Sodamin: It’s based on a South of France bistro concept. Originally, I didn’t want to open a bistro, as this had already been done on other ships. But I thought a seafood venue with a limited selection of meat and some French specialties would be welcomed by guests. It’s a well-balanced menu, featuring top-sellers like the Seafood Tower; our Fresh Fish of the Day—sourced from our most recent ports of call; Sole Meunière; and our signature Rudi’s Soufflé. Without a doubt, this concept is different from any current venue at sea, and is a success—our revenues are on target, and we’re sold-out every night.
One other unique aspect to Rudi’s Sel de Mer is my Food Faces artwork that adorns the dinner plates. I’ve been creating and photographing food that I’ve arranged into “faces” for several years as a hobby, and we’ve put 12 of my “seafood faces” onto dinner plates in the restaurant. It’s a perfect fit for the concept and is a great talking point for guests.
Van der Werff: We have Blend, which is a partnership with Château St. Michelle, where guests can sign up for a wine blending session and experiment with different combinations of Château St. Michelle varietals and vintages to create their own custom blend tailored to their preferred flavor profile, then name and label their wine, and have it bottled right there at Blend. The venue also doubles as an approachable tasting room where travelers can just sit and enjoy a premium glass of wine if they don’t feel like participating in a blending session.
For the overall wine program aboard Nieuw Statendam, we partnered with James Suckling to curate and condense our wine list, and move it away from just price and varietal categorization, and toward keywords he picked to pique guest interest, like Light Conversation, Mealtime Favorites, and James’s Rock Star Wines, for example. We found it breaks down boundaries to wine selections for our passengers and stimulates sales. It was subsequently rolled out across our fleet, so ease of procurement to replicate that core program was a consideration in the wines chosen.
Van der Werff: We partnered with Chef David Burke to create an exciting new menu for Pinnacle Grill aboard Nieuw Statendam. Pinnacle Grill is a staple on all our ships, so those changes have been rolled back to the rest of the fleet since then. In fact, I was just aboard the Oosterdam, which has been in our fleet since 2003, and we launched the David Burke Pinnacle Grill menu there to overwhelmingly favorable comments, especially from our repeat guests that have been eating at Pinnacle Grill for years. They noticed the upgrades to the menu while still keeping their staples and favorites. So we’re pleased with how we’ve taken an already very good concept and elevated it further.
Tamarind is another concept we upgraded for Nieuw Statendam.
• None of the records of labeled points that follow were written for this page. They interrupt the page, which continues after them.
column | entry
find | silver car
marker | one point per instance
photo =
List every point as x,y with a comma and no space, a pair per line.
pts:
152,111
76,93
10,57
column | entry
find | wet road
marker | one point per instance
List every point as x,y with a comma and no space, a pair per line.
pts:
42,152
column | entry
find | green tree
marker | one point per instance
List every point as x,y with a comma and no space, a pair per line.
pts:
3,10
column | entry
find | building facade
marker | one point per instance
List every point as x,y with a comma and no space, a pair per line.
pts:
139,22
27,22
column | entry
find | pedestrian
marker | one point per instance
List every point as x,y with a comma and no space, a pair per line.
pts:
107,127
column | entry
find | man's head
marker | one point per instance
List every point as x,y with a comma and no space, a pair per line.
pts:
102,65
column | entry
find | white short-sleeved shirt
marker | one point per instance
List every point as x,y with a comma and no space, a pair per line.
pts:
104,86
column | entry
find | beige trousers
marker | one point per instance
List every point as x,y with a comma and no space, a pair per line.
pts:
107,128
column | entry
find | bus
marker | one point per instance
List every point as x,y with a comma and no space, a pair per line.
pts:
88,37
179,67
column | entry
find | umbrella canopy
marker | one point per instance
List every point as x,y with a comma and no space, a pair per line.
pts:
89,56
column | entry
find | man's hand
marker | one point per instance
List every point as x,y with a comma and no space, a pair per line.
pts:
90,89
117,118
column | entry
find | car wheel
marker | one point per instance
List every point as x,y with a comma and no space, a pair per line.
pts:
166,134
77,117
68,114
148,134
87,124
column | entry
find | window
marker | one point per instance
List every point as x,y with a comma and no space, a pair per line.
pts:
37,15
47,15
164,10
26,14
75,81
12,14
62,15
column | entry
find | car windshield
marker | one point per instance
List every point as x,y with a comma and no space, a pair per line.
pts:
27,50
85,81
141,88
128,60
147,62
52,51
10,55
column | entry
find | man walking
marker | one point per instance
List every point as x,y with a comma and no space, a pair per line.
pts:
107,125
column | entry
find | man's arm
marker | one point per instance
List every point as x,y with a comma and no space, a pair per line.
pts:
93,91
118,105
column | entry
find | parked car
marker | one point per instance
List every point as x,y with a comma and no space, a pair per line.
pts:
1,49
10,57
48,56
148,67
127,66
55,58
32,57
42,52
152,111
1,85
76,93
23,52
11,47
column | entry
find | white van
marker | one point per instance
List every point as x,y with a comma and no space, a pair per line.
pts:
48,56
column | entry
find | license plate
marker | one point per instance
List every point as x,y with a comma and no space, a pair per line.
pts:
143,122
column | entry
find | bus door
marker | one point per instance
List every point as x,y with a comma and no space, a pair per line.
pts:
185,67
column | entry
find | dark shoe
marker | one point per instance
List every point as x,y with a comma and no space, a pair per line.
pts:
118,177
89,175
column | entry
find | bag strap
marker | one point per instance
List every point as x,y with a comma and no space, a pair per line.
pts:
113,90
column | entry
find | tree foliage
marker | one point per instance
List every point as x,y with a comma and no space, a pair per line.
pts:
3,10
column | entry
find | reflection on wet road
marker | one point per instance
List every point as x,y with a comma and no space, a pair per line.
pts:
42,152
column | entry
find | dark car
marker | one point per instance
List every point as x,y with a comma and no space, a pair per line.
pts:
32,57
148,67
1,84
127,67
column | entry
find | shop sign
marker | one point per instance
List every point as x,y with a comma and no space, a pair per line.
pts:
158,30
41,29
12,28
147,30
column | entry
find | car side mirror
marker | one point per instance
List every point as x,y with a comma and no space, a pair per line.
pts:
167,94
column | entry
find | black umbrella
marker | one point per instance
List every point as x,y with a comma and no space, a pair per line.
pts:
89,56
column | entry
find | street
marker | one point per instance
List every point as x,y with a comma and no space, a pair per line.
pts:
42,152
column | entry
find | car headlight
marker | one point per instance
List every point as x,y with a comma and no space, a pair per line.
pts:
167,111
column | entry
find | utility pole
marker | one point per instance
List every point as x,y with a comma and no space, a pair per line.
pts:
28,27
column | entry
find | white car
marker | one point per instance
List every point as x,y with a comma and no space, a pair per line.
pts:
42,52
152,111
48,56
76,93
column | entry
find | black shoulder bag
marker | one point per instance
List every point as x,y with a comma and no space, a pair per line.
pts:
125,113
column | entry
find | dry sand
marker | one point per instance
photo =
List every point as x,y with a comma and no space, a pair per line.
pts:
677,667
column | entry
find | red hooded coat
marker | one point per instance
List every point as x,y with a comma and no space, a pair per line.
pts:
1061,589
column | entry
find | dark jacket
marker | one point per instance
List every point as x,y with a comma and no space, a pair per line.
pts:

It’s a pan-Asian restaurant currently on five of our vessels, and for Nieuw Statendam we added al fresco seating, and we partnered with Chef Andy Matsuda for a sushi concept called Nami Sushi, which is adjacent to Tamarind. Nami Sushi is being added to our existing Tamarind venues on four other vessels.
Van der Werff: The guest satisfaction in scores, ratings, and feedback have been overwhelmingly positive. I have a team of about 20 food and beverage professionals either in a corporate or in a traveling corporate role, and we spent a lot of time the past two years to create an F&B experience for guests at a whole different level aboard Nieuw Statendam, and I think we really delivered.